By Anne Mugisa
Minister of Internal Affairs Gen. Aronda Nyakairima has said he is investigating individuals and companies involved in human trafficking.
Nyakairima did not reveal the identities of the suspects, but other sources said that some of those involved are government officials.
“We are discredited regionally because of such acts,” Nyakairima said and added that “I am tracking them down. I am following them up to take serious action…”
Nyakairima, who was Tuesday morning speaking at a Human Rights dialogue in Kampala, said that unsuspecting Ugandans have ended up being abused in the worst of ways including sexual slavery while others are on death row in Asian countries.
Those who recruit them in the first place do it under the pretext of finding them jobs and education opportunities knowing that is not true.
Nyakairima also criticised human rights organisations which have failed to talk about that kind of abuse.
“Some of our people have been taken out and are now on death row somewhere… individuals and groups in the country should come up and speak out against this kind of human rights abuse,” Nyakairima said.
The dialogue was organised by the Human Rights Centre Uganda (HRCUG) for Government and civil society organisations to explore “whose duty it is to protect and ensure rights”.
It was agreed that the Government has a duty to protect human rights but also the citizens have obligations towards ensuring human rights observation and that rights have corresponding obligations.
Nyakairima said that Ugandans need to look at the country’s history and then decide where they want to be regarding human rights.
He said that since 1986, an environment has been put in place where there is no institutionalised violation.
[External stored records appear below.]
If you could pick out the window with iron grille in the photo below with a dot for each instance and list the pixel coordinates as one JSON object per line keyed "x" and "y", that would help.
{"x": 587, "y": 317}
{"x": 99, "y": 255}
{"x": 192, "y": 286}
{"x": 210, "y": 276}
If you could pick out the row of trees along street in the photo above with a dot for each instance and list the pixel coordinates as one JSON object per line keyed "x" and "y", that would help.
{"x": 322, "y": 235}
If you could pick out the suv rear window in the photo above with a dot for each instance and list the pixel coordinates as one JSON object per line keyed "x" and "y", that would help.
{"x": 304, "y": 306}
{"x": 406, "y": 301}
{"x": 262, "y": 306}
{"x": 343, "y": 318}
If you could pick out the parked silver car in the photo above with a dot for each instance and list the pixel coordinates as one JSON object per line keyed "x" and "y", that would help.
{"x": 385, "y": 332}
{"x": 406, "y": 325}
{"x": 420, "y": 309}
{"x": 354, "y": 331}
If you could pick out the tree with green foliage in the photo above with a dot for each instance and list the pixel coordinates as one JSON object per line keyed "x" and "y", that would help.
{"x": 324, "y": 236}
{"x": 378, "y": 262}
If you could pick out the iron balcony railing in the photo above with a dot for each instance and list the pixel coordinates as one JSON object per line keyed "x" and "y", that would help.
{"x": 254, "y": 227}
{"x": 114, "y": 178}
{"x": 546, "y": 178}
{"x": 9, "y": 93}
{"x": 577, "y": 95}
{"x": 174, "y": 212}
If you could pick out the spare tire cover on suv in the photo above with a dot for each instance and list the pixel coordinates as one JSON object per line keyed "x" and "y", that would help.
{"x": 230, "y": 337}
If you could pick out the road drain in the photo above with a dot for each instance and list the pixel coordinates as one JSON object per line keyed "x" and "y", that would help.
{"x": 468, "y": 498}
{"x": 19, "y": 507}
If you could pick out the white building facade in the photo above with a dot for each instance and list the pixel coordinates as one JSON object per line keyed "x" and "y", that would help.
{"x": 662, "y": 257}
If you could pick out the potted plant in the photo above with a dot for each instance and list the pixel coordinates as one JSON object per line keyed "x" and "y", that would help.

He said that there are lapses by individuals but many of them have been punished.
He asked rights organisations to sustain a spotlight on questionable areas for them to be addressed. He said, however, that there are some NGOs that interfere in areas outside their mandate.
MP Jovia Kamateeka said that rights should not be politicised or sensationalised and that government should sensitise people on their rights and obligations.
Sheila Muwanga from the Foundation for Human rights Initiative (FHRI) said that the State has to carry out a delicate balance of respecting, protecting and fulfilling the rights of its citizens. She said that non-State actors’ duty is to supplement the State.
“As we bash the State we must not forget that it is trying to carry out that delicate balance especially in deciding whose rights to protect. But the State should also acknowledge its duty to protect without violating others’ rights,” Muwanga said.